Detailed Description

Not available

Study Timeline

• Study First Submitted: 2009-12-02
• Study First Submitted QC: 2009-12-02
• Study First Posted: 2009-12-04
• Study Start: 2010-04
• Primary Completion: 2010-11
• Study Completion: 2010-11
• Results First Submitted: 2011-10-25
• Status Verified: 2012-01
• Results First Submitted QC: 2012-01-05
• Last Update Submitted: 2012-01-05
• Results First Posted: 2012-02-08
• Last Update Posted: 2012-02-08

Recruitment & Eligibility

• Status: COMPLETED
• Sex: All
• Target Recruitment: 263

Inclusion Criteria

• Healthy subjects at least 3 years of age, who received all 4 assigned doses of pneumococcal conjugate vaccine and completed Study 6096A1-008-EU (NCT00366678) for at least 24 months

Exclusion Criteria

• Vaccination with any licensed or investigational pneumococcal vaccine since completion of Study 6096A1-008-EU(NCT00366678).
• History of culture-proven invasive disease caused by S pneumoniae since the completion of Study 6096A1-008-EU (NCT00366678).
• Previous anaphylactic reaction to any vaccine or vaccine-related component.
• Contraindication to vaccination

Study & Design

• Study Type: INTERVENTIONAL
• Study Design: SINGLE_GROUP

Arm && Interventions

Group	Intervention	Description
1	13-valent pneumococcal conjugate vaccine	1 dose (0.5 mL), IM of 13vPnC vaccine.

Primary Outcome Measures

Name	Time	Method
Serotype-specific Pneumococcal Immunoglobulin G (IgG) Geometric Mean Concentration (GMC) 1 Month After Single Dose of 13 Valent Pneumococcal Conjugate (13vPnC) Vaccine	One month after vaccination	Antibody GMC as measured by microgram/millilitre (mcg/mL) for 7 common pneumococcal serotypes (serotypes 4, 6B, 9V, 14, 18C, 19F, and 23F) and 6 additional pneumococcal serotypes specific to 13vPnC (Serotypes 1, 3, 5, 6A, 7F, and 19A) are presented.
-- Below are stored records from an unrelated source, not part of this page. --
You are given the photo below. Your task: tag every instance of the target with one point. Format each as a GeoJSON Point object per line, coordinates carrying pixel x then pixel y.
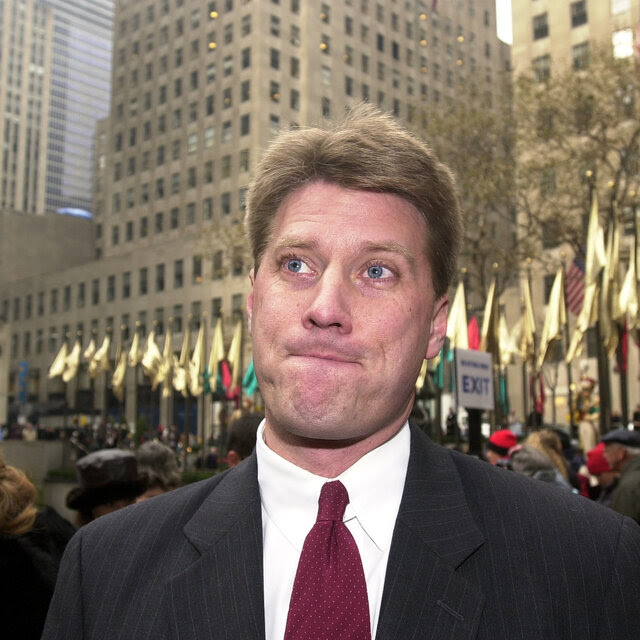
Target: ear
{"type": "Point", "coordinates": [438, 329]}
{"type": "Point", "coordinates": [250, 300]}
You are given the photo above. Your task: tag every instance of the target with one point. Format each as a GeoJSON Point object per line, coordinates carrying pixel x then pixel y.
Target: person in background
{"type": "Point", "coordinates": [242, 437]}
{"type": "Point", "coordinates": [598, 466]}
{"type": "Point", "coordinates": [622, 451]}
{"type": "Point", "coordinates": [32, 542]}
{"type": "Point", "coordinates": [108, 480]}
{"type": "Point", "coordinates": [498, 446]}
{"type": "Point", "coordinates": [158, 466]}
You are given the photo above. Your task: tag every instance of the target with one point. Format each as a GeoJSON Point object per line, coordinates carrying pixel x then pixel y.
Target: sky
{"type": "Point", "coordinates": [503, 11]}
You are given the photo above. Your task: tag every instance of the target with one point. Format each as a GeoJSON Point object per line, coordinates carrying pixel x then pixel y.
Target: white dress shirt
{"type": "Point", "coordinates": [289, 498]}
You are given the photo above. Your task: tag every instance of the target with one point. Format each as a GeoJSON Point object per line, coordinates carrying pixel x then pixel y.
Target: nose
{"type": "Point", "coordinates": [330, 303]}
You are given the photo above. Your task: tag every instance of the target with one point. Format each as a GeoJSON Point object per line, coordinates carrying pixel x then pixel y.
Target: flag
{"type": "Point", "coordinates": [134, 351]}
{"type": "Point", "coordinates": [58, 364]}
{"type": "Point", "coordinates": [528, 334]}
{"type": "Point", "coordinates": [117, 379]}
{"type": "Point", "coordinates": [163, 374]}
{"type": "Point", "coordinates": [422, 376]}
{"type": "Point", "coordinates": [555, 318]}
{"type": "Point", "coordinates": [100, 361]}
{"type": "Point", "coordinates": [216, 356]}
{"type": "Point", "coordinates": [629, 294]}
{"type": "Point", "coordinates": [89, 352]}
{"type": "Point", "coordinates": [457, 322]}
{"type": "Point", "coordinates": [72, 362]}
{"type": "Point", "coordinates": [250, 382]}
{"type": "Point", "coordinates": [151, 357]}
{"type": "Point", "coordinates": [507, 340]}
{"type": "Point", "coordinates": [181, 366]}
{"type": "Point", "coordinates": [473, 333]}
{"type": "Point", "coordinates": [196, 365]}
{"type": "Point", "coordinates": [574, 285]}
{"type": "Point", "coordinates": [595, 261]}
{"type": "Point", "coordinates": [235, 360]}
{"type": "Point", "coordinates": [490, 337]}
{"type": "Point", "coordinates": [610, 291]}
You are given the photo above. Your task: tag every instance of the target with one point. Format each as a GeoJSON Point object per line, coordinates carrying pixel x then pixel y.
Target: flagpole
{"type": "Point", "coordinates": [620, 359]}
{"type": "Point", "coordinates": [573, 427]}
{"type": "Point", "coordinates": [603, 373]}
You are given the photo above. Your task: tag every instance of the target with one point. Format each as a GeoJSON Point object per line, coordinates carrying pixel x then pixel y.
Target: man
{"type": "Point", "coordinates": [242, 437]}
{"type": "Point", "coordinates": [158, 466]}
{"type": "Point", "coordinates": [622, 451]}
{"type": "Point", "coordinates": [498, 446]}
{"type": "Point", "coordinates": [108, 481]}
{"type": "Point", "coordinates": [599, 467]}
{"type": "Point", "coordinates": [354, 234]}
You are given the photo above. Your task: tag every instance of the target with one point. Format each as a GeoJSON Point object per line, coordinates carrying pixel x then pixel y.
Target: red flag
{"type": "Point", "coordinates": [473, 334]}
{"type": "Point", "coordinates": [574, 285]}
{"type": "Point", "coordinates": [541, 396]}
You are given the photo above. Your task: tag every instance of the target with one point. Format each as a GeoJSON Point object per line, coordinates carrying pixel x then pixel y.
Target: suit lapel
{"type": "Point", "coordinates": [434, 534]}
{"type": "Point", "coordinates": [220, 594]}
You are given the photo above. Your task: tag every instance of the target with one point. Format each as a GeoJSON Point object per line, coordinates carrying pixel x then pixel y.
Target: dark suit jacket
{"type": "Point", "coordinates": [477, 552]}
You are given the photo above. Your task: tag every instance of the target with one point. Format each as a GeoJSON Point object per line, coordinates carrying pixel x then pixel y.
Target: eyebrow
{"type": "Point", "coordinates": [297, 242]}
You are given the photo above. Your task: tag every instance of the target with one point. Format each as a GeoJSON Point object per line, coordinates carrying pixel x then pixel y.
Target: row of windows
{"type": "Point", "coordinates": [577, 15]}
{"type": "Point", "coordinates": [61, 299]}
{"type": "Point", "coordinates": [161, 223]}
{"type": "Point", "coordinates": [33, 342]}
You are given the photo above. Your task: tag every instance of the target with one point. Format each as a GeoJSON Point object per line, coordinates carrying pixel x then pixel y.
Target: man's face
{"type": "Point", "coordinates": [342, 313]}
{"type": "Point", "coordinates": [615, 455]}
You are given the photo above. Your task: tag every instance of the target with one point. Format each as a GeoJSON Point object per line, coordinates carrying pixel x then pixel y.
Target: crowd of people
{"type": "Point", "coordinates": [354, 229]}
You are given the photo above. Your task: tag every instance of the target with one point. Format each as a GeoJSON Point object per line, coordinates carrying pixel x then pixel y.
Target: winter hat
{"type": "Point", "coordinates": [501, 441]}
{"type": "Point", "coordinates": [596, 462]}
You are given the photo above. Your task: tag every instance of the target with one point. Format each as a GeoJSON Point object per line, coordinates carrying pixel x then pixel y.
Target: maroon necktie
{"type": "Point", "coordinates": [329, 599]}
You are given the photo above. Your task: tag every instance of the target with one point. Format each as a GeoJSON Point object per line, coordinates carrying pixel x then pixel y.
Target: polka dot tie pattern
{"type": "Point", "coordinates": [329, 599]}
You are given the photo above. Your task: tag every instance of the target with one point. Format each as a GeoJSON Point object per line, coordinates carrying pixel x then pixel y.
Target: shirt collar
{"type": "Point", "coordinates": [375, 483]}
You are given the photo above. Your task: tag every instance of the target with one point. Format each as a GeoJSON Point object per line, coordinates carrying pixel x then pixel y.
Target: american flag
{"type": "Point", "coordinates": [574, 285]}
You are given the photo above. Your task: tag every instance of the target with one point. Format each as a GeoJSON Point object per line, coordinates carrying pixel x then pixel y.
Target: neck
{"type": "Point", "coordinates": [326, 458]}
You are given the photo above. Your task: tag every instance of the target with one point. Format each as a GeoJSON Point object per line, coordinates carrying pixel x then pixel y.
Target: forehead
{"type": "Point", "coordinates": [340, 209]}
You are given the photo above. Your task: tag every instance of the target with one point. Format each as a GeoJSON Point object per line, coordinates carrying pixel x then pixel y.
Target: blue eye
{"type": "Point", "coordinates": [294, 265]}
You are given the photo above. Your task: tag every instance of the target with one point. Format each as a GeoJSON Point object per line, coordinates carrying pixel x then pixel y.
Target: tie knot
{"type": "Point", "coordinates": [333, 501]}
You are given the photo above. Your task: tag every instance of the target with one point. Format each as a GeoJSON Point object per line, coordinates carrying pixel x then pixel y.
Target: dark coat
{"type": "Point", "coordinates": [28, 569]}
{"type": "Point", "coordinates": [477, 552]}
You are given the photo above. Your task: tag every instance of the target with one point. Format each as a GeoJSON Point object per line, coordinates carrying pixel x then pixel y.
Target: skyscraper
{"type": "Point", "coordinates": [55, 81]}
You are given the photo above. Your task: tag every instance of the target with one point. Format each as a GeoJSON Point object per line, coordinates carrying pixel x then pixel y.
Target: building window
{"type": "Point", "coordinates": [217, 266]}
{"type": "Point", "coordinates": [542, 68]}
{"type": "Point", "coordinates": [540, 26]}
{"type": "Point", "coordinates": [225, 204]}
{"type": "Point", "coordinates": [143, 281]}
{"type": "Point", "coordinates": [196, 270]}
{"type": "Point", "coordinates": [578, 13]}
{"type": "Point", "coordinates": [274, 58]}
{"type": "Point", "coordinates": [622, 42]}
{"type": "Point", "coordinates": [126, 284]}
{"type": "Point", "coordinates": [111, 288]}
{"type": "Point", "coordinates": [159, 277]}
{"type": "Point", "coordinates": [80, 300]}
{"type": "Point", "coordinates": [95, 291]}
{"type": "Point", "coordinates": [580, 54]}
{"type": "Point", "coordinates": [66, 298]}
{"type": "Point", "coordinates": [53, 301]}
{"type": "Point", "coordinates": [207, 209]}
{"type": "Point", "coordinates": [174, 218]}
{"type": "Point", "coordinates": [191, 213]}
{"type": "Point", "coordinates": [178, 274]}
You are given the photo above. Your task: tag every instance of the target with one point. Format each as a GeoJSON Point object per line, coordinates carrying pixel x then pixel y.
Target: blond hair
{"type": "Point", "coordinates": [17, 497]}
{"type": "Point", "coordinates": [367, 151]}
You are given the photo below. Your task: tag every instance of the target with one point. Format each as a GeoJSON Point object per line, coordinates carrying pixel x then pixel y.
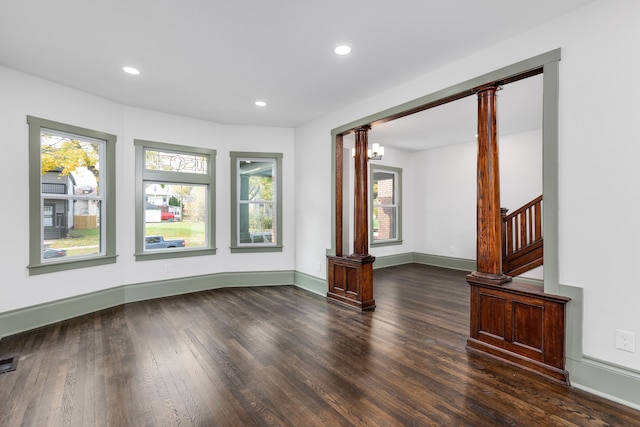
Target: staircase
{"type": "Point", "coordinates": [522, 238]}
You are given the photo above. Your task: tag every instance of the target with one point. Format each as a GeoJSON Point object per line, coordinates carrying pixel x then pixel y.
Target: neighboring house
{"type": "Point", "coordinates": [57, 213]}
{"type": "Point", "coordinates": [86, 212]}
{"type": "Point", "coordinates": [157, 194]}
{"type": "Point", "coordinates": [152, 213]}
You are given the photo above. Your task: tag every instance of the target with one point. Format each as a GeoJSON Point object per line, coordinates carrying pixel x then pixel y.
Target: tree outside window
{"type": "Point", "coordinates": [72, 191]}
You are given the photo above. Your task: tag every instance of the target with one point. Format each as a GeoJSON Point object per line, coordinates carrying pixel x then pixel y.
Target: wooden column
{"type": "Point", "coordinates": [360, 202]}
{"type": "Point", "coordinates": [514, 322]}
{"type": "Point", "coordinates": [350, 279]}
{"type": "Point", "coordinates": [339, 194]}
{"type": "Point", "coordinates": [489, 219]}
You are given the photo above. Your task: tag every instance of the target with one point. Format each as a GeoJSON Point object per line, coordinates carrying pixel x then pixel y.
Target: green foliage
{"type": "Point", "coordinates": [67, 155]}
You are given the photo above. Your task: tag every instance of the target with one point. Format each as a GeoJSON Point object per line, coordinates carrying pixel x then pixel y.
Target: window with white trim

GMC (13vPnC) and corresponding 2-sided 95% confidence intervals (CI) were evaluated. Geometric means (GMs) were calculated using all participants with available data for the specified blood draw.
Percentage of Participants With Prespecified Local Reactions	Seven days after vaccination	Local reactions (redness, swelling and pain) were reported using electronic diary. Redness and swelling were recorded in caliper units (range 1 to 14+), each caliper unit represented 0.5 cm. Categorized as any, absent (no redness or swelling present; 0 caliper units), mild (0.5 to 2.0 cm; 1 to 4 caliper units); moderate (2.5 to 7.0 cm; 5 to 14 caliper units); or severe (\>7.0 cm; \>14 caliper units). Pain was categorized as any, mild: does not interfere with activity; moderate: interferes with activity; severe: prevents daily activity. Participants may be reported in more than 1 category.
Percentage of Participants With Prespecified Systemic Events	Seven days after vaccination	Systemic events (any fever \>= 38 degree celsius \[C\], vomiting, diarrhea, and fatigue) were reported using electronic diary. Fever categorized as \>=38 to \<=39 degree C; \>39 to \<=40 degree C; \>40 degree C. Vomiting: mild (1-2 times/day ); moderate (\>2 times/day); severe (requires intravenous hydration). Diarrhea: mild (2-3 loose stools/day); moderate (4-5 stools/day); severe (\>=6 loose stools/day). Fatigue: mild (does not interfere with activity); moderate (some interference with activity); severe (prevents daily routine activity). Participants may be reported in more than 1 category.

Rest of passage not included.